The United Way of the Upper Ohio Valley awarded 20 $500 Self Care –Employee Retention mini grants to each of its member agencies.
Many nonprofit jobs work directly with people who have been through trauma. This can take a large toll on employees mentally and emotionally, resulting in compassion fatigue. A free seminar and this mini grant were the result of a concerning monthly United Way Agency meeting.
“The tone was much different than normal meeting,” said United Way executive director, Jessica Rine. “It was a consistent theme of emotional struggles for themselves and their staff. We knew we had to do something to help these passionate people take time to care for themselves and their coworkers.”
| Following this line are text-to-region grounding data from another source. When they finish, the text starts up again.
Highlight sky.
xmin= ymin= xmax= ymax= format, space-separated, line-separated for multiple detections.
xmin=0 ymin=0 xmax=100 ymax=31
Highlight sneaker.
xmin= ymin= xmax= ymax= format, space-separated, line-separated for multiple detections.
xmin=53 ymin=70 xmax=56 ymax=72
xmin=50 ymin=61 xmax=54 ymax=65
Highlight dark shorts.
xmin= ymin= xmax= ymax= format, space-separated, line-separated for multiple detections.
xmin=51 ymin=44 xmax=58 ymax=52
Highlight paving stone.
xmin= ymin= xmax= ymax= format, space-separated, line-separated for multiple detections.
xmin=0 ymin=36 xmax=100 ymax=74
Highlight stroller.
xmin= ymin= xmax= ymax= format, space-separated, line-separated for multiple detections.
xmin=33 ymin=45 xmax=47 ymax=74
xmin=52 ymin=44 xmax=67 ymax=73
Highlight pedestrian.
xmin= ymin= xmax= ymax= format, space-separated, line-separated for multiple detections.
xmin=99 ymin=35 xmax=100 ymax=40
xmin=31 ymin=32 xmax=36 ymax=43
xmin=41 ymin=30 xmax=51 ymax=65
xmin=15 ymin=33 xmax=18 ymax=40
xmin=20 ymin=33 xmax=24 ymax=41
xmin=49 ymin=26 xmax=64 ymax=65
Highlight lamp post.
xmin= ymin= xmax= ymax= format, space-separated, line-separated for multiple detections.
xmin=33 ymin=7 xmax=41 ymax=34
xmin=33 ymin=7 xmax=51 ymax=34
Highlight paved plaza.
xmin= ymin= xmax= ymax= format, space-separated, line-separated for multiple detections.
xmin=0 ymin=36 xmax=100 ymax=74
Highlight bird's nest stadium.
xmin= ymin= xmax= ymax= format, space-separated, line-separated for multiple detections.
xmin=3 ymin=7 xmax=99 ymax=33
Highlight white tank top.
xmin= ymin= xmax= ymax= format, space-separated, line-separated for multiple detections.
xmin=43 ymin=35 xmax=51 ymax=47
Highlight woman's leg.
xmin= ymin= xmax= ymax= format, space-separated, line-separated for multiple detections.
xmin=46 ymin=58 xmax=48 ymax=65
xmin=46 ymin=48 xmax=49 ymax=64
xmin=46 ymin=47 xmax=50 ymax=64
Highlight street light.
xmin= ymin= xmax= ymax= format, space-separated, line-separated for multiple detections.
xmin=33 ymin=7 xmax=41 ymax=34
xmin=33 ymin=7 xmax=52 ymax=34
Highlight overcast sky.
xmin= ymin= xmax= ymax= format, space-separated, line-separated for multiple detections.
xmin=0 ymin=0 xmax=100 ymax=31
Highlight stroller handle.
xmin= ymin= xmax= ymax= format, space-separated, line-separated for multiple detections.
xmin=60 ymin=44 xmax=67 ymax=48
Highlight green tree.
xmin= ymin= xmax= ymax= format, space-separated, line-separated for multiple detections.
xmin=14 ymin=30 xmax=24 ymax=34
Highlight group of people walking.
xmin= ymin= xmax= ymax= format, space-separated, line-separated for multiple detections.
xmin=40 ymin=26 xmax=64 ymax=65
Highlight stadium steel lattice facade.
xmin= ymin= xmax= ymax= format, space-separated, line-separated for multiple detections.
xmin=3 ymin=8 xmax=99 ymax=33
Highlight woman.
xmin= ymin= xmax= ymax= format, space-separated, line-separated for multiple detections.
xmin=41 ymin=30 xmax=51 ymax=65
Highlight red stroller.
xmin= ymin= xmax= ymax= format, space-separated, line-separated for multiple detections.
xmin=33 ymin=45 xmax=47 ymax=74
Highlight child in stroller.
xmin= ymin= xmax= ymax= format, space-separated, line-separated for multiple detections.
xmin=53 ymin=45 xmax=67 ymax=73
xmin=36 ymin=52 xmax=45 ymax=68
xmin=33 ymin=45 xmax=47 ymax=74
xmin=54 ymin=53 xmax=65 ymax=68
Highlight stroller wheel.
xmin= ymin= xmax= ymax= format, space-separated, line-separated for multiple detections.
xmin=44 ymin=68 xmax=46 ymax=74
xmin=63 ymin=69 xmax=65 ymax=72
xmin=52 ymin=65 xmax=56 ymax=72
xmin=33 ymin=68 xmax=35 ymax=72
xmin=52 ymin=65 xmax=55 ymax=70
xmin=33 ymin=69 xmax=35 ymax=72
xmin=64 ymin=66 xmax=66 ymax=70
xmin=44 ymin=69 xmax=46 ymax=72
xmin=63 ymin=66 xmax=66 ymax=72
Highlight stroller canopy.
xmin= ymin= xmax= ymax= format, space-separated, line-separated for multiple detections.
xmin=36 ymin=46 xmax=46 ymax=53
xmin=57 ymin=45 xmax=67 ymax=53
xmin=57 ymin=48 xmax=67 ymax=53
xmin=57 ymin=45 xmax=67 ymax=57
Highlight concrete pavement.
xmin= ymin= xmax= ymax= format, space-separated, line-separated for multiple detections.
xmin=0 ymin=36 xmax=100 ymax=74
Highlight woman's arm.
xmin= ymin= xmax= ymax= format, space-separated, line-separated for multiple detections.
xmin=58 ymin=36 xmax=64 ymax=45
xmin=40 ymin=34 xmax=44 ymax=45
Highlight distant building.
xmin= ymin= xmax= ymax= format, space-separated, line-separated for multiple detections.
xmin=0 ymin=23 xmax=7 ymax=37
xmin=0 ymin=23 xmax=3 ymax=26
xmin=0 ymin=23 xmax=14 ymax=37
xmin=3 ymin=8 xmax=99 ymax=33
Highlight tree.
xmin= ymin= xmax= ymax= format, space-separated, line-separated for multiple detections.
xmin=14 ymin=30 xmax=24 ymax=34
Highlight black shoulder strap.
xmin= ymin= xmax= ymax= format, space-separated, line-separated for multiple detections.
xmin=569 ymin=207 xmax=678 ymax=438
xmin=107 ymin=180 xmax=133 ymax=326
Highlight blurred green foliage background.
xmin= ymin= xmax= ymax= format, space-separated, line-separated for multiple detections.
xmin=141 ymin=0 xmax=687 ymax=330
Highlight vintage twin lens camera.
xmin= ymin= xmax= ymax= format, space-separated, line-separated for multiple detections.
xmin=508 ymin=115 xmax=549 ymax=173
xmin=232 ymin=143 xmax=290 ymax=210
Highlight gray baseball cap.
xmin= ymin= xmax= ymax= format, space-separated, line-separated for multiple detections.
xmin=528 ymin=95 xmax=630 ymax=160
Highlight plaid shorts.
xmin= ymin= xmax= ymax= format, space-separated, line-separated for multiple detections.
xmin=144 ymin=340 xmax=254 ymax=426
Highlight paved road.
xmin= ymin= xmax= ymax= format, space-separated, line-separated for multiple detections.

Agencies dealing with elder care, child abuse, childhood trauma and sexual assault discussed topics to help their employees deal with the heaviness of their careers. The group decided to host a free seminar addressing how to take care of your soul, cultivate a positive workplace and encourage employee mental wellness.
Such organizations do not generally have funding available to take care of their employees’ mental well-being from stress caused by the workplace.
Rine proposed a mini grant to the United Way board of directors executive committee of $500 to each of the 20-member agencies to focus on self care of employees.
“Oftentimes those who give so much to help others forget to also take care of themselves,” said Susan Harrison, executive director of CASA. “This thoughtful grant helps highlight that self care is important and necessary, especially in our industry.”
Some of the agencies used the funding for Christmas gifts, care packages or meals for staff and others scheduled yoga sessions, spa days and motivational speakers.
As with many companies, it has been difficult for nonprofit organizations to hire and maintain employees. According to AlightHR, preventing burnout can lead to employee retention and self care is a big tool in burnout prevention.